Apparently, you stick the innards into an oversized, over-priced chassis, give it an extra 500GB of storage space, downgrade the graphics card and slap a £200 price premium on it for the pleasure of owning one. Smart move?
Well, if you really want the BMW-designed Level 10 chassis for less than the price of the crazy £5,500 rig we last saw dressed up in this gimp suit then I guess this is for you. Poor, sad, deluded hermit, you…
Essentially, these are the same basic components you saw squeezed into the understated Silverstone chassis in YOYOtech's original Warbird i750, though with a little more space, a chunk less graphical grunt and some added weight on your bank balance.
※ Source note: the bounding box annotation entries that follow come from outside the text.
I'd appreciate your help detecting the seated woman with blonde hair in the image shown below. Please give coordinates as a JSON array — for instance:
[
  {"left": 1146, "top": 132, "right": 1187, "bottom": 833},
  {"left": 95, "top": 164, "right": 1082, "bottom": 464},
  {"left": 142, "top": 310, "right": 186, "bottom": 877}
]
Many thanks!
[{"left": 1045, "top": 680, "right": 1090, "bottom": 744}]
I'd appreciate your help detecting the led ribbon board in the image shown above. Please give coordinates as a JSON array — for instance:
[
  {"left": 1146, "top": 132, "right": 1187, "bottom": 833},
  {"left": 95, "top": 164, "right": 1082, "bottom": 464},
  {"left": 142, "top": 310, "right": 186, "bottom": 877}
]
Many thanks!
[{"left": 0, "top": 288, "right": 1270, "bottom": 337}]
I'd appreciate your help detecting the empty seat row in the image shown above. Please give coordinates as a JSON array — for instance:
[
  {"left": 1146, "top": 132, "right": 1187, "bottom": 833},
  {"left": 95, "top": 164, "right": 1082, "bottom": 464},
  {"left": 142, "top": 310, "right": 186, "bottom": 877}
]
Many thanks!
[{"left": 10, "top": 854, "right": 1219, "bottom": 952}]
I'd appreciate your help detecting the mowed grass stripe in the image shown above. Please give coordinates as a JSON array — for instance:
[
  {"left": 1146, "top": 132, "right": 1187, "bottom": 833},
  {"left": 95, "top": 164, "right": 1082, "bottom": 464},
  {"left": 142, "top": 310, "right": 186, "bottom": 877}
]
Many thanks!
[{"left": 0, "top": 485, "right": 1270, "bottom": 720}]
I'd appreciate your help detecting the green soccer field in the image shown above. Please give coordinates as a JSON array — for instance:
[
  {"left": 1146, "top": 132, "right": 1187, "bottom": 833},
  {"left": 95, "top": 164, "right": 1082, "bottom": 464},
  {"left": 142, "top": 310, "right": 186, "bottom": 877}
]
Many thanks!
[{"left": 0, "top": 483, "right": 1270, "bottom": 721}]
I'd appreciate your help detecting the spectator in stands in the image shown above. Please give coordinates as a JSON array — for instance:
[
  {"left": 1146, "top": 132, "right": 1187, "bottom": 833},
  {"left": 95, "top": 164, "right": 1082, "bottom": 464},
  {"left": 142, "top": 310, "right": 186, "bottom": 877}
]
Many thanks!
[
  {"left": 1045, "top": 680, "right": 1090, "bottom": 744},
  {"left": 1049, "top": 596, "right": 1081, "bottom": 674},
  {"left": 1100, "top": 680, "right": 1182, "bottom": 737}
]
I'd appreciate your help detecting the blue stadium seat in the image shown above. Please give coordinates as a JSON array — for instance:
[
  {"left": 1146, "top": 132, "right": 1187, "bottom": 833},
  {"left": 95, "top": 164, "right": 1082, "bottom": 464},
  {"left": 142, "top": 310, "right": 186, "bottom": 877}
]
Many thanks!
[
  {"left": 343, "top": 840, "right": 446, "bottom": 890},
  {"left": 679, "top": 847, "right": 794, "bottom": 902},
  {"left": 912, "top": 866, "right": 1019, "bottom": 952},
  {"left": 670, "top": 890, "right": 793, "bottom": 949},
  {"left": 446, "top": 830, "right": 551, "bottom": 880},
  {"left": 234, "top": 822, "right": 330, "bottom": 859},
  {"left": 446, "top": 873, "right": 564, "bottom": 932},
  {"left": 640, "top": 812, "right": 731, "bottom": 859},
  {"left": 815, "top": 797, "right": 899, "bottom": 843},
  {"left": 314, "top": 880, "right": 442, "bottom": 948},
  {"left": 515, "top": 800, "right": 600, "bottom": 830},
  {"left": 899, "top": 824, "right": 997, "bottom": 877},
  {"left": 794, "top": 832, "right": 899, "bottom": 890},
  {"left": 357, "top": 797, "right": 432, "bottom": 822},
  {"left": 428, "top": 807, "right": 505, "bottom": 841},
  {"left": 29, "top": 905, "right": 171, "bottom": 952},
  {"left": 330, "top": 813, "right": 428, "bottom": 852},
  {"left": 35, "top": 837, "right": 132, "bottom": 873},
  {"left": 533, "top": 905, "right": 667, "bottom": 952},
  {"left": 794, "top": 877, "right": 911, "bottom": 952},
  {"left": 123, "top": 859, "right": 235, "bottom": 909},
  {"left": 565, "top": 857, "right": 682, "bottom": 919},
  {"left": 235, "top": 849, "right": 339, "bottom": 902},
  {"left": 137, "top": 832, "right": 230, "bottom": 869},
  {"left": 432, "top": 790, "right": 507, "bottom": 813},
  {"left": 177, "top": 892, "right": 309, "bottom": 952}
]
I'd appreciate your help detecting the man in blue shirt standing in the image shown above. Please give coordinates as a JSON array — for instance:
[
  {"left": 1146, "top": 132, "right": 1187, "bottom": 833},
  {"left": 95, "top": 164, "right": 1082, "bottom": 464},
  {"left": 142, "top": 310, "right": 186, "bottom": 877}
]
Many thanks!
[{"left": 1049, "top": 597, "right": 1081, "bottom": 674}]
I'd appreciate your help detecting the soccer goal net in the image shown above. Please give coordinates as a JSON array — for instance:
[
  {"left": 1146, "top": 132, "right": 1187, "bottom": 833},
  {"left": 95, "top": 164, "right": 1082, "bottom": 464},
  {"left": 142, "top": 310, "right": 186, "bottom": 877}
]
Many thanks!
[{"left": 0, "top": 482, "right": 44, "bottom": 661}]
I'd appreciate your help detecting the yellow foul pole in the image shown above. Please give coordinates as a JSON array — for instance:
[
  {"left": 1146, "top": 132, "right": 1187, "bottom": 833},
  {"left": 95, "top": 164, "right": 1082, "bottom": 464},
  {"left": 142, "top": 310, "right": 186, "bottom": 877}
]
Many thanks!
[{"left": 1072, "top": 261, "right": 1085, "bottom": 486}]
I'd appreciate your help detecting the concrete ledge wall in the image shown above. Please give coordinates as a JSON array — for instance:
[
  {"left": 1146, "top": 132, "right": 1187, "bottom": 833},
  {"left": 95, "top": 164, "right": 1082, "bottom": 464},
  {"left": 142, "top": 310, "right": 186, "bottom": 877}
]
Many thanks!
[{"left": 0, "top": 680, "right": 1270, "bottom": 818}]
So what are the benefits to buying this special edition? Just the ThermalTake Level 10 case. That's it.
Below par
But this is a £400+ chassis, you may cry, if you haven't yet realised how much we dislike this case. Yes, you are getting the case at a fair discount, but you're also having to put up with sub-par graphics performance for a £1,000 rig.
It still just about delivers acceptable frame rates at the more standard 1,680x1,050 resolution, but at the high-end you lose up to 13fps in Far Cry 2. Personally, when I'm gaming I spend more time looking at my screen than admiring the over-designed chassis surrounding the humming workings of my PC. But hey, that might just be me and there may be many people out there who would prefer an interesting-looking machine than a fast one. (I doubt they read PC Format, though…)
The cynical portion of my mind, which seems to be evergrowing like a bile-filled tumour, would say that maybe YOYOtech didn't sell as many of the Level 10 clad uber-rigs as it was hoping to. And perhaps it's wrapping some of its lower spec rigs in this emperor's new clothing simply to ship spare units.
The Warbird 750 SE does still have that excellent, overclocked i5 750 CPU beating away at its heart. But the lack of supporting GPU eats away at a lot of the performance metrics you throw its way. The lack of OS too becomes more of a worry when you're spending this much on a machine.
At the £800 mark you could just about accept it as a cost-saving device for those with an existing spare copy of Windows, but the £1,000 mark demands a wee bit more.
So unfortunately, this special edition rig just isn't quite as special as the non-special edition. Which is quite an achievement considering the base it had to work from.